July 26, 2008 |
Allen Stern over at CenterNetworks reports that Amazon has published an announcement regarding last weekend's outage of Amazon S3 services. For those of you who were neither affected, nor cared, I'd want to remind that S3 is Amazon's service that provides hosting and storage for web applications – to a certain extent for free. And last weekend the service experienced an outage of the whole 8 hours – and that with very poor communication on behalf of the company while startups complained in their forums and users were perplexed because they could not use many of their favorite services.
You can read the entire explanation provided by Amazon on their blog – it has plenty technical details for you to understand what exactly happened and how the situation was handled. Basically, the reason for the lengthy outage was in serve-to-server communication. To a certain level their approach is a little strange for me – calling a lengthy outage that affected a number of companies and huge number of users an "availability event" is kind of far from what we expect it to be called actually.

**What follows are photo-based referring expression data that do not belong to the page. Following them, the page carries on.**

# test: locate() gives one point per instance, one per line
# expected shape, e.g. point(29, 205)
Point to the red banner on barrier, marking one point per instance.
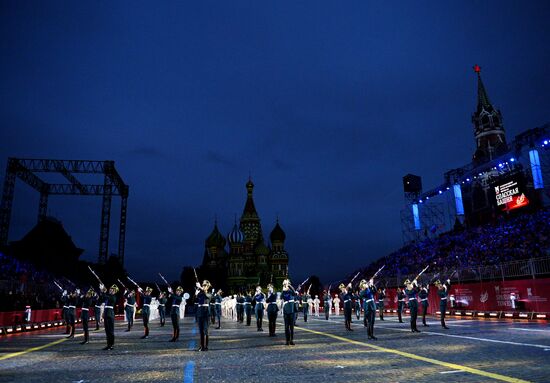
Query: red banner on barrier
point(532, 295)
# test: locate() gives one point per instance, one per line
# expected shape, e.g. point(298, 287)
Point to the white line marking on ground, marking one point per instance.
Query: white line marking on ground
point(461, 336)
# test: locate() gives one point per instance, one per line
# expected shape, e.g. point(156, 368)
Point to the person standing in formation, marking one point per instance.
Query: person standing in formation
point(146, 309)
point(203, 298)
point(259, 298)
point(411, 290)
point(326, 304)
point(129, 307)
point(336, 302)
point(305, 304)
point(443, 291)
point(240, 308)
point(423, 295)
point(347, 297)
point(71, 311)
point(381, 297)
point(97, 310)
point(109, 299)
point(272, 309)
point(162, 308)
point(357, 304)
point(367, 293)
point(218, 306)
point(400, 303)
point(86, 302)
point(316, 303)
point(288, 296)
point(175, 311)
point(248, 307)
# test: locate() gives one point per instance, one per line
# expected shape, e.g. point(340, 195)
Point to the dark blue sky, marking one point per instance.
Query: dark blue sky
point(327, 104)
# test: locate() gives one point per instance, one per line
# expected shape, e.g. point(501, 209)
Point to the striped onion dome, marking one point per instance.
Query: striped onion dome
point(236, 235)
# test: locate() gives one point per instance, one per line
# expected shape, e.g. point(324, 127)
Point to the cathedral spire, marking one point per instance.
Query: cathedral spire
point(488, 129)
point(482, 97)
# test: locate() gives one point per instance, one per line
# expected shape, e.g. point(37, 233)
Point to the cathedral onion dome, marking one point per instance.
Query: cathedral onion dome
point(277, 234)
point(215, 239)
point(261, 249)
point(236, 235)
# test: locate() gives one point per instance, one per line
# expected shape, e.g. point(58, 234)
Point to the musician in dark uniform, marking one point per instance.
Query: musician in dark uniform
point(146, 309)
point(64, 300)
point(203, 299)
point(213, 308)
point(411, 290)
point(443, 292)
point(109, 298)
point(96, 303)
point(305, 304)
point(248, 307)
point(288, 296)
point(326, 304)
point(381, 297)
point(423, 296)
point(400, 303)
point(240, 308)
point(175, 311)
point(218, 307)
point(347, 298)
point(272, 309)
point(72, 300)
point(162, 308)
point(367, 294)
point(357, 304)
point(86, 302)
point(129, 307)
point(259, 298)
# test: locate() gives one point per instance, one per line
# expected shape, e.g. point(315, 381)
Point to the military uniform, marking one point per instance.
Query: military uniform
point(357, 303)
point(272, 311)
point(175, 314)
point(381, 297)
point(347, 298)
point(162, 310)
point(287, 296)
point(400, 304)
point(259, 310)
point(326, 305)
point(146, 311)
point(218, 308)
point(367, 294)
point(423, 296)
point(86, 302)
point(240, 308)
point(443, 293)
point(109, 315)
point(305, 305)
point(130, 308)
point(71, 312)
point(203, 299)
point(64, 300)
point(412, 292)
point(248, 308)
point(97, 311)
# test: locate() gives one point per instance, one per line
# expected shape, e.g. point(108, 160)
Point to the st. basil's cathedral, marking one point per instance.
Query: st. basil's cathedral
point(247, 260)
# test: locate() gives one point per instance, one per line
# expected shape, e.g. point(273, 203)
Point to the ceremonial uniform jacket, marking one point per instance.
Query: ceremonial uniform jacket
point(287, 296)
point(271, 301)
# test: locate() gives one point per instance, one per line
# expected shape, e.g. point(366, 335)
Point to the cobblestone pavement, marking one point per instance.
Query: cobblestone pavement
point(471, 351)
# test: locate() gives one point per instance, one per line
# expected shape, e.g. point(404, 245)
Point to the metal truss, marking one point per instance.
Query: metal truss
point(113, 185)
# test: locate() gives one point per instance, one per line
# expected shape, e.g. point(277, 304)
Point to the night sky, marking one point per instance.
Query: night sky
point(326, 104)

Even if Amazon seems to be reluctant to admit the problem was really terrible, it is inspiring to see them already taking actions not only to solve the existing problem but to prevent such situations in the future. Moreover, it is obvious that their PR and marketing department are really doing something very good – I guess someone told them that optimism is the best thing to help you get out of such situations so the post ends with "we know that any downtime is unacceptable and we won't be satisfied until performance is statistically indistinguishable from perfect".I'm not sure if it sounds like a promise or more like a hope.